THE MODEL ESTIMATION DID NOT TERMINATE NORMALLY DUE TO AN ERROR IN THE COMPUTATION. CHANGE YOUR MODEL AND/OR STARTING VALUES.
Are you sure you want ib WITH sb@0? Growth factor are likely to be correlated within a process. You may want to try with all 4 across-process WITH statements @0. Or, have all 6 WITHs free. You may also want to analyze the binary part by itself to see if you need a free sb variance.
I am using 2-part data with log transformation in a growth model. For the plot of observed and estimated means, I was wondering if there is a way to get the geometric mean instead of the arithmetic mean for the observed values?
Dear Dr. Muthen, Do you have an example how to fit a two-part model using long format data? I know how to do that using wide format data, but for my current case, I have to use long format data. Otherwise, I have to create 70 more variables with missing values for everyone using wide format data. Thank you so much,
I have a quick question about how intensive a potential model might be for MPlus to handle.
I'm doing an autoregressive latent panel model. One set of factors at 2 time points is continuous. The other set is zero inflated with non-integers, so two-part modeling will be necessary.
All of this data is complex survey, so weights need to be applied, and I'm also going to need to estimate the model in a multilevel framework. This is because I want to see if a level 2 variable moderates the cross-lagged effects at level 1.
Before I go down the rabbit hole I want to make sure I'm not at a threshold of MPlus capability, so is this going to be maxing out the capabilities of MPlus?
anonymous Z posted on Friday, February 05, 2016 - 12:28 pm
I am fitting a two-part model. For Part 1 (the binary part), the variance of the linear slope was not significant. However, when I added treatment condition as one covariate, it showed that the treatment was a significant predictor of the linear slope for the binary part. Does this sound right to you? Can a covariate have significant effects on a parameter estimate without significant variance?
Yes, this is a common finding. Perhaps due to higher power when the covariate is included.
anonymous Z posted on Friday, February 05, 2016 - 8:55 pm
Thanks for your prompt response. So did you mean that I can explain the results as that the treatment has effects on the slope growth factor for the binary part even though the variance is not significant?
i want to run a two part model. I have used exactly the code from example 6.16. But I get the message: “Categorical variable BIN1 contains less than 2 categories.”

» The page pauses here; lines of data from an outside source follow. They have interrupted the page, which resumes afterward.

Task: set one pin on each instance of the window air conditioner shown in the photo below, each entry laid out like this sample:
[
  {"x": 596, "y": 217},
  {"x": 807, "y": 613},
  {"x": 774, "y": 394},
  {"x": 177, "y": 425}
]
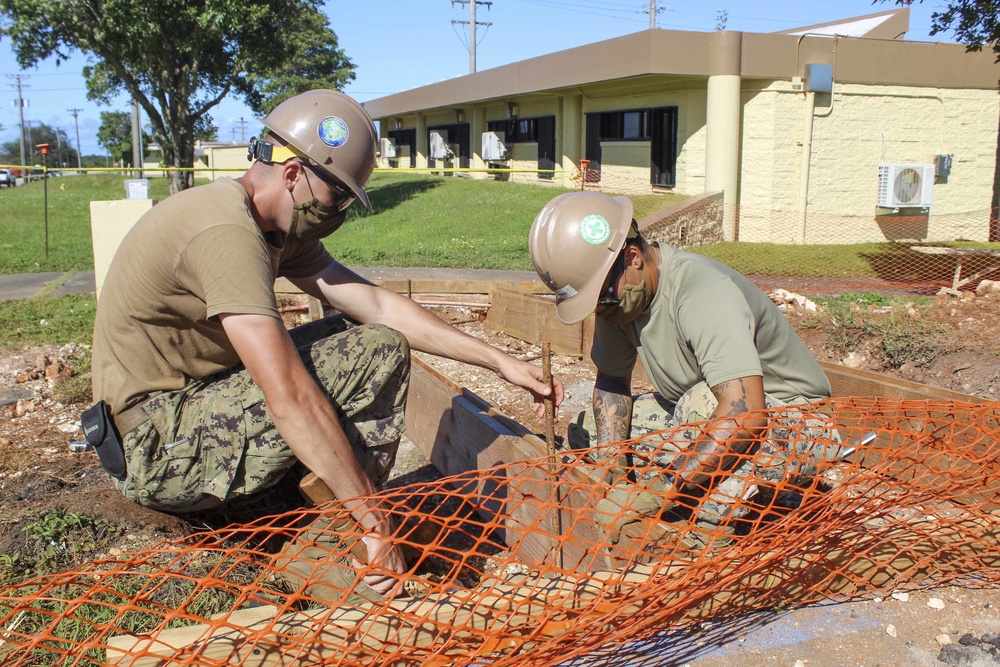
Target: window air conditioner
[
  {"x": 386, "y": 148},
  {"x": 493, "y": 147},
  {"x": 439, "y": 146},
  {"x": 905, "y": 185}
]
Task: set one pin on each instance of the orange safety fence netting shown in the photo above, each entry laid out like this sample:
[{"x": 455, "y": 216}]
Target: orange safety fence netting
[{"x": 539, "y": 561}]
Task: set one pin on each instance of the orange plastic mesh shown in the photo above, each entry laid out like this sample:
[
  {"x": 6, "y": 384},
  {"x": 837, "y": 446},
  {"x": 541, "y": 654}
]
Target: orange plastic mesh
[{"x": 539, "y": 561}]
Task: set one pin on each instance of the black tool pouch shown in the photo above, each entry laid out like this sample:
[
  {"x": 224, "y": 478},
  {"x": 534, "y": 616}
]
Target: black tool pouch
[{"x": 100, "y": 431}]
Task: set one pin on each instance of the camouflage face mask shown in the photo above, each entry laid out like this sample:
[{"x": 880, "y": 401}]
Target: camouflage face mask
[
  {"x": 313, "y": 220},
  {"x": 633, "y": 302}
]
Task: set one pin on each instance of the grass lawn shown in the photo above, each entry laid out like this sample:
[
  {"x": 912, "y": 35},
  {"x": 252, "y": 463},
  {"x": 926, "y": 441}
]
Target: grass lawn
[
  {"x": 448, "y": 222},
  {"x": 424, "y": 220},
  {"x": 22, "y": 221}
]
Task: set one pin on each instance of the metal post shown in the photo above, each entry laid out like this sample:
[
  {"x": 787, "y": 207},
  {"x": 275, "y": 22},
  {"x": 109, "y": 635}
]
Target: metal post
[
  {"x": 44, "y": 148},
  {"x": 79, "y": 148}
]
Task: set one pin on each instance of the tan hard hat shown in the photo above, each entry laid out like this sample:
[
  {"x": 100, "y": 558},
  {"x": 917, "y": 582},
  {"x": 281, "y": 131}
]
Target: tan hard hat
[
  {"x": 333, "y": 131},
  {"x": 573, "y": 242}
]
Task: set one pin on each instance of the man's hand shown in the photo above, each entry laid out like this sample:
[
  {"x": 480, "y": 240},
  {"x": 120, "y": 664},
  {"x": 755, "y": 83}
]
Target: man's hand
[
  {"x": 387, "y": 559},
  {"x": 531, "y": 378},
  {"x": 718, "y": 448},
  {"x": 612, "y": 408}
]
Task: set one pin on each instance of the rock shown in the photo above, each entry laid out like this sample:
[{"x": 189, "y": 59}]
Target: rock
[
  {"x": 12, "y": 396},
  {"x": 854, "y": 360},
  {"x": 957, "y": 655},
  {"x": 988, "y": 287}
]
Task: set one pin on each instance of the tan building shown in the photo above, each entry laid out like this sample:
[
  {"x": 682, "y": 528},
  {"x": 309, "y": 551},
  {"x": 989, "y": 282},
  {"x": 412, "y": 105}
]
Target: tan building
[{"x": 844, "y": 118}]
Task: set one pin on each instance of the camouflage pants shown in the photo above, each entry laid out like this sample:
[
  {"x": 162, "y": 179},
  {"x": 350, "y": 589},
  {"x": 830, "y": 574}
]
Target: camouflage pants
[
  {"x": 214, "y": 440},
  {"x": 796, "y": 446}
]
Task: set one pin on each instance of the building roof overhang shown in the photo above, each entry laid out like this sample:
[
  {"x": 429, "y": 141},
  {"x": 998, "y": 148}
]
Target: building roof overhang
[{"x": 676, "y": 53}]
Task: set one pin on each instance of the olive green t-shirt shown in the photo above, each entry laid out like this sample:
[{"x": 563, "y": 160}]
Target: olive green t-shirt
[
  {"x": 709, "y": 323},
  {"x": 192, "y": 257}
]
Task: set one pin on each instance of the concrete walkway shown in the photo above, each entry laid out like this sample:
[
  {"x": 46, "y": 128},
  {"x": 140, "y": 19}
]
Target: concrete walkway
[{"x": 29, "y": 285}]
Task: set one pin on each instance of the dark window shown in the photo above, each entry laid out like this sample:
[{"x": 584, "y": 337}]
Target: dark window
[
  {"x": 407, "y": 137},
  {"x": 625, "y": 125},
  {"x": 517, "y": 130}
]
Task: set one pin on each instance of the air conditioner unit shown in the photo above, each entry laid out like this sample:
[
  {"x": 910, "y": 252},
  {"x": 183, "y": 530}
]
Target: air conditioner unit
[
  {"x": 905, "y": 185},
  {"x": 386, "y": 148},
  {"x": 493, "y": 147},
  {"x": 439, "y": 146}
]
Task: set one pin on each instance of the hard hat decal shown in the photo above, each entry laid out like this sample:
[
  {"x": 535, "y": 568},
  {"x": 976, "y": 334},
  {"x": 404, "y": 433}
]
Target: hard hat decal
[
  {"x": 595, "y": 229},
  {"x": 333, "y": 132}
]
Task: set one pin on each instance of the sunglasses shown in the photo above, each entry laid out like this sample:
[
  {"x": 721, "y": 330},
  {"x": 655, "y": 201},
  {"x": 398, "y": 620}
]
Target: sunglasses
[
  {"x": 344, "y": 196},
  {"x": 617, "y": 269}
]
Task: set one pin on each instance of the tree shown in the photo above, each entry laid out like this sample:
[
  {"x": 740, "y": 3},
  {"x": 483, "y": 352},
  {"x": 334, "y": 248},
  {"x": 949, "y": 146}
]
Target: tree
[
  {"x": 115, "y": 135},
  {"x": 974, "y": 23},
  {"x": 180, "y": 58},
  {"x": 205, "y": 129}
]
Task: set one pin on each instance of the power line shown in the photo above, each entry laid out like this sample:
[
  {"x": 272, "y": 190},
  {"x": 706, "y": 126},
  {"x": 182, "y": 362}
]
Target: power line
[
  {"x": 79, "y": 148},
  {"x": 473, "y": 25},
  {"x": 20, "y": 107}
]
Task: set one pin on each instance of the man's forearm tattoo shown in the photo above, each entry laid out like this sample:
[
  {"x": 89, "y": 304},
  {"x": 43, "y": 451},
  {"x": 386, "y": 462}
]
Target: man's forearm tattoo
[
  {"x": 613, "y": 416},
  {"x": 737, "y": 404}
]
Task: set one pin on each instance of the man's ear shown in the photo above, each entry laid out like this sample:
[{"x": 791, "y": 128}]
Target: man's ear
[
  {"x": 291, "y": 171},
  {"x": 633, "y": 256}
]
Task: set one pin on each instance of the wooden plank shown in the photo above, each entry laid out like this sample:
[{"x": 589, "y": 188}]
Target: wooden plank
[
  {"x": 853, "y": 382},
  {"x": 533, "y": 318},
  {"x": 431, "y": 286}
]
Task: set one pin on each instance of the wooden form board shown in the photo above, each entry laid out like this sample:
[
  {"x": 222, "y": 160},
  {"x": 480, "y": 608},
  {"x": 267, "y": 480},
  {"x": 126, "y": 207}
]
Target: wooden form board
[
  {"x": 532, "y": 317},
  {"x": 431, "y": 286},
  {"x": 852, "y": 382},
  {"x": 843, "y": 380}
]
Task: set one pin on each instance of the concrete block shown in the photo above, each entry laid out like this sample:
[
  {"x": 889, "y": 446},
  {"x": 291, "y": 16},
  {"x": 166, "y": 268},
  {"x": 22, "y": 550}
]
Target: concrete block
[{"x": 109, "y": 223}]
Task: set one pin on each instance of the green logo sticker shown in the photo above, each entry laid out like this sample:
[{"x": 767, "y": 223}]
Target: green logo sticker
[{"x": 595, "y": 229}]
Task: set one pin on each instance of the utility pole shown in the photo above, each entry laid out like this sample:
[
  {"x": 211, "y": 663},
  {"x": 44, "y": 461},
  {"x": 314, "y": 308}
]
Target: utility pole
[
  {"x": 136, "y": 141},
  {"x": 21, "y": 102},
  {"x": 79, "y": 149},
  {"x": 473, "y": 24},
  {"x": 653, "y": 11}
]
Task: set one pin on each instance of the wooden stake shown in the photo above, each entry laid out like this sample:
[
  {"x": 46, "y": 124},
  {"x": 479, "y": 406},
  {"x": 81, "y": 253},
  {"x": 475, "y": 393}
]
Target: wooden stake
[
  {"x": 550, "y": 410},
  {"x": 550, "y": 443}
]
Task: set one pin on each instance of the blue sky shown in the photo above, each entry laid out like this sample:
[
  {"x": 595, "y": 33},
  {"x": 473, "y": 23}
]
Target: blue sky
[{"x": 403, "y": 44}]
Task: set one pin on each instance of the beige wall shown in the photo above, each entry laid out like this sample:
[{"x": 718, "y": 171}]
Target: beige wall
[
  {"x": 222, "y": 158},
  {"x": 910, "y": 124},
  {"x": 110, "y": 221}
]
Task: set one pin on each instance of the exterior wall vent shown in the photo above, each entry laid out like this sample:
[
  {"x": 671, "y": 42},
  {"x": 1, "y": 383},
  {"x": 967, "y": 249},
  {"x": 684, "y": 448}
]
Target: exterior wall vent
[
  {"x": 493, "y": 147},
  {"x": 439, "y": 146},
  {"x": 905, "y": 185},
  {"x": 386, "y": 148}
]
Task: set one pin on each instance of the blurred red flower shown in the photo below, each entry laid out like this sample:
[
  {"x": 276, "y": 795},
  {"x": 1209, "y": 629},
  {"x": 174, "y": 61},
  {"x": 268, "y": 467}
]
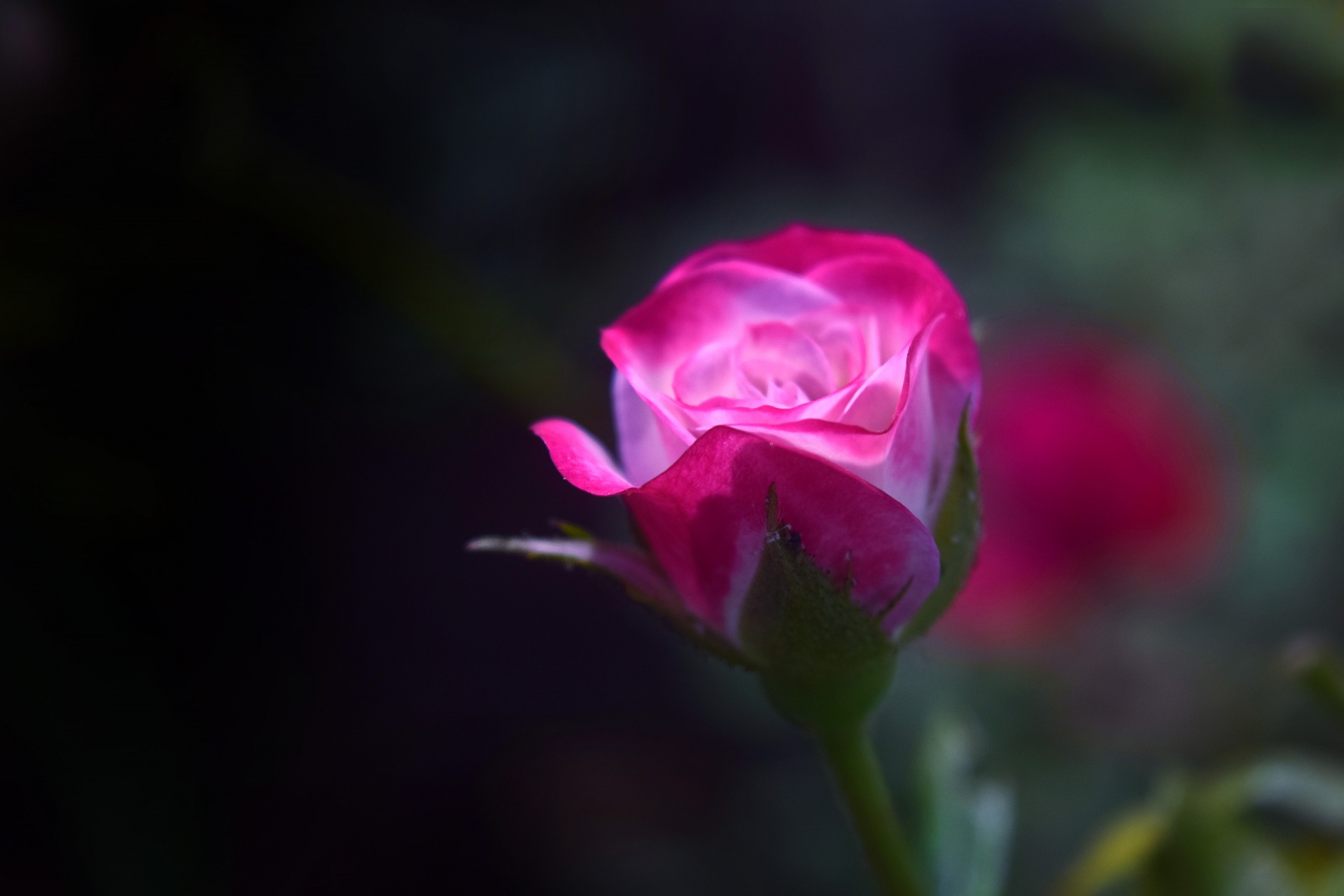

Other Questions are: - at which point (place in the code) do I implement the other variables (not only the count variable(s)) from the model? - at which point (place in the code) do I implement the actual model code?
Kerry Lee posted on Thursday, August 09, 2018 - 2:37 am
Dear Prof Muthen,
I want to use a cut-point of 3 for creating a two-part binary variable. This works fine when the variable is not transformed (i.e., count for the variable tallies with count from SPSS).
However, when I use the DEFINE command to scale the variable (VAR = VAR/1.5), adjusting the cut-point does not have any effect. The output under "COUNTS FOR CATEGORICAL VARIABLES" shows that a value above the cut-point is included.